Now is when I tell all of you how and why I was the most fortunate girl on the planet that night.  Mike F., (not to be confused with my husband), truly was the nicest guy in the entire world.  He absolutely looked out for me.  He drove me straight home, he never laid a hand on me, and he even walked me to my door and handed me off to my dad.  Mike F. was sober, and my dad told me later he couldn't believe how lucky I had gotten.  I don't think he grounded me, because Carol had kinda left me hanging.  The fact that I was 15 and plastered didn't seem to register that much, but that's a different story for another time.  Of course, the next morning I woke up and I thought I was going to die.  Carol called and apologized, and told me Mike F. had asked for my number.  Hmmmmm.  Well, okay.  I wasn't interested in him in a romantic way, but he HAD been exceptionally cool and nice to me, so we started to talk on the phone.  Looking back, I cannot think of a single moment that evening in which I could have possible appeared charming or appealing in any way.  The only thing that I can think of that might have impressed him was my sheer determination not to vomit in his car. By the time we met, I was trashed and regurgitating everywhere.  How incredibly attractive! Ugggggg.

Mike F. and I talked on the phone quite a bit.  He was a few years older and lived a few towns away.  I think he may have graduated already, while I was still a sophomore.
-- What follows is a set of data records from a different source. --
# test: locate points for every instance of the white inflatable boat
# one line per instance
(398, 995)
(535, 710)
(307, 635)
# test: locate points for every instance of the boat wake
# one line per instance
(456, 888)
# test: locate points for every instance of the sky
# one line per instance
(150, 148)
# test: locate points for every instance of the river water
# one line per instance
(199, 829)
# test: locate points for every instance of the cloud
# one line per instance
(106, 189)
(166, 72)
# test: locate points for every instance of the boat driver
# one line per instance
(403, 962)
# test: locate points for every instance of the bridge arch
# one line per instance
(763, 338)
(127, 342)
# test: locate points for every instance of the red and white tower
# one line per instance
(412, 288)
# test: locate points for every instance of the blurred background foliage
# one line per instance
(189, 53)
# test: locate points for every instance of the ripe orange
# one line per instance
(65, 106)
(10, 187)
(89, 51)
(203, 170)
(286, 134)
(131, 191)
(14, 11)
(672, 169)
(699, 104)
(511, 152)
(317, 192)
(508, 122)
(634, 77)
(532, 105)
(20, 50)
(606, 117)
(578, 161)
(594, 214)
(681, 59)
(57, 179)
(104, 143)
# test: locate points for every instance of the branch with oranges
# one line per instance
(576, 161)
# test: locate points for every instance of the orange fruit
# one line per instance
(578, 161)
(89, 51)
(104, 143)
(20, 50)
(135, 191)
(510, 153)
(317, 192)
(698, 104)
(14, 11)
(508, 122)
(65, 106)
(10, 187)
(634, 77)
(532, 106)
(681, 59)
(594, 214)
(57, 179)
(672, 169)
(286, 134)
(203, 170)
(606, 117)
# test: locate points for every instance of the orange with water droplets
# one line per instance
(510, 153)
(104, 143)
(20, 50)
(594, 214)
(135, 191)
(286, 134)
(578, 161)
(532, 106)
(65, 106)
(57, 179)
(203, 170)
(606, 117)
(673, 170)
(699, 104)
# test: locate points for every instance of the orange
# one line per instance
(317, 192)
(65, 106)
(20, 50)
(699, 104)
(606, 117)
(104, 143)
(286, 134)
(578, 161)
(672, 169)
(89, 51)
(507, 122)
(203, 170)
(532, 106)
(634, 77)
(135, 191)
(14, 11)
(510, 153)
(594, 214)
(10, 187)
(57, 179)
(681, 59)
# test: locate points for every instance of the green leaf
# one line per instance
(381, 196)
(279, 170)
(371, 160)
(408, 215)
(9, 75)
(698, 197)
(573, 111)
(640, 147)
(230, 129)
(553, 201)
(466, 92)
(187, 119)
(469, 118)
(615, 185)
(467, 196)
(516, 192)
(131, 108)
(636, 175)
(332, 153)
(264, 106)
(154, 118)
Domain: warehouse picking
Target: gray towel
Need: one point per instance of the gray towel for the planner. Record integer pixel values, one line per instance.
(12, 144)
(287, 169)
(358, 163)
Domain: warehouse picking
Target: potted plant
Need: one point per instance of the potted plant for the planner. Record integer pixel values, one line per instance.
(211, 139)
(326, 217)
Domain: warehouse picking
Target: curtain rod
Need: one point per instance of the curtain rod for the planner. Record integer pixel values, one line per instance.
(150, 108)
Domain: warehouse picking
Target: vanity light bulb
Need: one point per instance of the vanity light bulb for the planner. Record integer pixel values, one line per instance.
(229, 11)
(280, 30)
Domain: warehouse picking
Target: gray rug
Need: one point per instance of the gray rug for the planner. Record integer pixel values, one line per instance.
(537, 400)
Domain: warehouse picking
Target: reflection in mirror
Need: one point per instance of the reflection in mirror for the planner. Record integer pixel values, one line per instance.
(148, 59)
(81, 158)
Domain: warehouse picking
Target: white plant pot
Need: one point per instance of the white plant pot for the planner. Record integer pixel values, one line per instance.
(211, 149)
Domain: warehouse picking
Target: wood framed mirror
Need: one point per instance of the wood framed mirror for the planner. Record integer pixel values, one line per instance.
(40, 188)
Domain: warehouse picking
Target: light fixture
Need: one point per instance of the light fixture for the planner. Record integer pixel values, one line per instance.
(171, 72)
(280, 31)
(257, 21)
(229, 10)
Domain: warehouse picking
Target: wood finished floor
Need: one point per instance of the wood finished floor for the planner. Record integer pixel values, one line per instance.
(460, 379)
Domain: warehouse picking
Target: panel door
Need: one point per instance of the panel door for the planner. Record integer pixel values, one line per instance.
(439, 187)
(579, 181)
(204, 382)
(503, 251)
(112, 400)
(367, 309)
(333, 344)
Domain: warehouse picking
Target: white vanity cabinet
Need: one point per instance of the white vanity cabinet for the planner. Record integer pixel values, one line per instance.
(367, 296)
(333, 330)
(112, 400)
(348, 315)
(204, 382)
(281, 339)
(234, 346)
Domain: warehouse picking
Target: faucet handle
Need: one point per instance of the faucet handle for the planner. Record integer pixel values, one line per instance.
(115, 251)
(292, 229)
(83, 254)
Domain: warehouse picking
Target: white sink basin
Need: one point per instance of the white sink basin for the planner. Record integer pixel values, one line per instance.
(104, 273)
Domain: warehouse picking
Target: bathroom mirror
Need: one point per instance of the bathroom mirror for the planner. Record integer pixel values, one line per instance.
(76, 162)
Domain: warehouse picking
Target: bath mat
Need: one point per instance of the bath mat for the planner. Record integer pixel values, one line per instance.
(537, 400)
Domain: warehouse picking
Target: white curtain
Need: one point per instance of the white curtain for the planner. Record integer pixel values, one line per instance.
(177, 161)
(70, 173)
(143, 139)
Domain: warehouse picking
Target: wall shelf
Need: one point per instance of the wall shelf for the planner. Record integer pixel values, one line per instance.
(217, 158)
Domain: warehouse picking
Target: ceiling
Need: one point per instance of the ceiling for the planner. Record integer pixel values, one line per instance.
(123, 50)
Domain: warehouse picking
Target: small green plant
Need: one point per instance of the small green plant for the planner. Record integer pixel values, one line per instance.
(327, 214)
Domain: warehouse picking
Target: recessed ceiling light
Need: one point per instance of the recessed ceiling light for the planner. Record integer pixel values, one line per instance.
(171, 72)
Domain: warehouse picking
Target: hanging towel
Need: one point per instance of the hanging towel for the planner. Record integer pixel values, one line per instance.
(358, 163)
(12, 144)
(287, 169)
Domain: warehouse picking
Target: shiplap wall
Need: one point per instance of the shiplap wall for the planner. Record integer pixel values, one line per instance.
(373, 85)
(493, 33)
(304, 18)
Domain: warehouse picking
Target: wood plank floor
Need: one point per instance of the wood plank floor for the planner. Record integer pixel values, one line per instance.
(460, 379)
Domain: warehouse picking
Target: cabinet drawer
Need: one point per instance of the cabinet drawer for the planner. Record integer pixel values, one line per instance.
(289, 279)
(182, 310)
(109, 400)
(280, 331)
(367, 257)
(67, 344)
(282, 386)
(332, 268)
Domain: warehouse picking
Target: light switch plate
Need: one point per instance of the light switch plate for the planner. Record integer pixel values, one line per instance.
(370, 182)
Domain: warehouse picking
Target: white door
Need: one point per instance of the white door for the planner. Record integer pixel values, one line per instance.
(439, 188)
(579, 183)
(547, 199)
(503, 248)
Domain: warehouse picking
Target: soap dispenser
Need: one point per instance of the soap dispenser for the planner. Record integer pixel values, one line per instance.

I could consult my journals to check the accuracy of this, but I would probably become mortified at what I would read and lose interest in this post, so I shall go forth.  Mike F. worked at the flower district in downtown LA, and at some point, I did indeed receive roses.  I didn't know what to do.  I did go on a date with him, once.  The funniest thing about our "date" was when we walked out the door of my mom's house and I asked him where his car was.  "Right there."  A white Yugo was parked in front of my house, not a red one.  He found that hilarious and began to point out all the other things that were red that night...my eyeballs.  My face when we got to my dad's house.  Probably at least part of the contents of my stomach.  His car though, was always white and I had never been more sure that there had been some mistake.  

We stayed friends for years, through girlfriends of his and boyfriends of mine, Mike F. was always looking out for me.  When I moved to SFSU he actually sent me a stun gun to use for protection.  One night we went to see a show in Berkeley and my car was broken into and the stun gun was stolen.  Whoops. At one point, he gave me his calling card number so I could make long distance calls when I had run out of points on my dorm phone.  That was lovely until he called one night and said he'd gotten a $200 bill.  Double whoops...I paid him, of course.  

I lost track of Mike F. in my early 20's, and I never found out what happened to him.  I want to thank him for always being so cool to me and for being such a good friend.  MY Mike maintains that our friendship probably wasn't what I thought it was, and he probably carried a torch for me all along.  I disagree, but there we are.  Whatever the case was, I have intense gratitude for having had this person in my life.  I also lost track of my friend Carol, who had some rough years from what I've heard.  However, I also heard that she pulled herself together, has children, and is also some sort of scientist.  This makes sense, as she was incredibly intelligent and gifted.  I miss her, and would love to find her one of these days.

I didn't deserve to be lucky on The Night of the Red Yugo. I was reckless, irresponsible, and incredibly, incredibly stupid.  There was clearly an angel looking out for me that night who came  in the form of a young man I'd never met who made sure I stayed safe and was properly delivered home.  I will forever be grateful that he took care of my pathetic, foolish 15 year old self. Thank you Mike F., wherever you are 

I still can't smell or eat Cool Ranch Doritos, or take NyQuil.  And I still swear that on that night, that car was RED.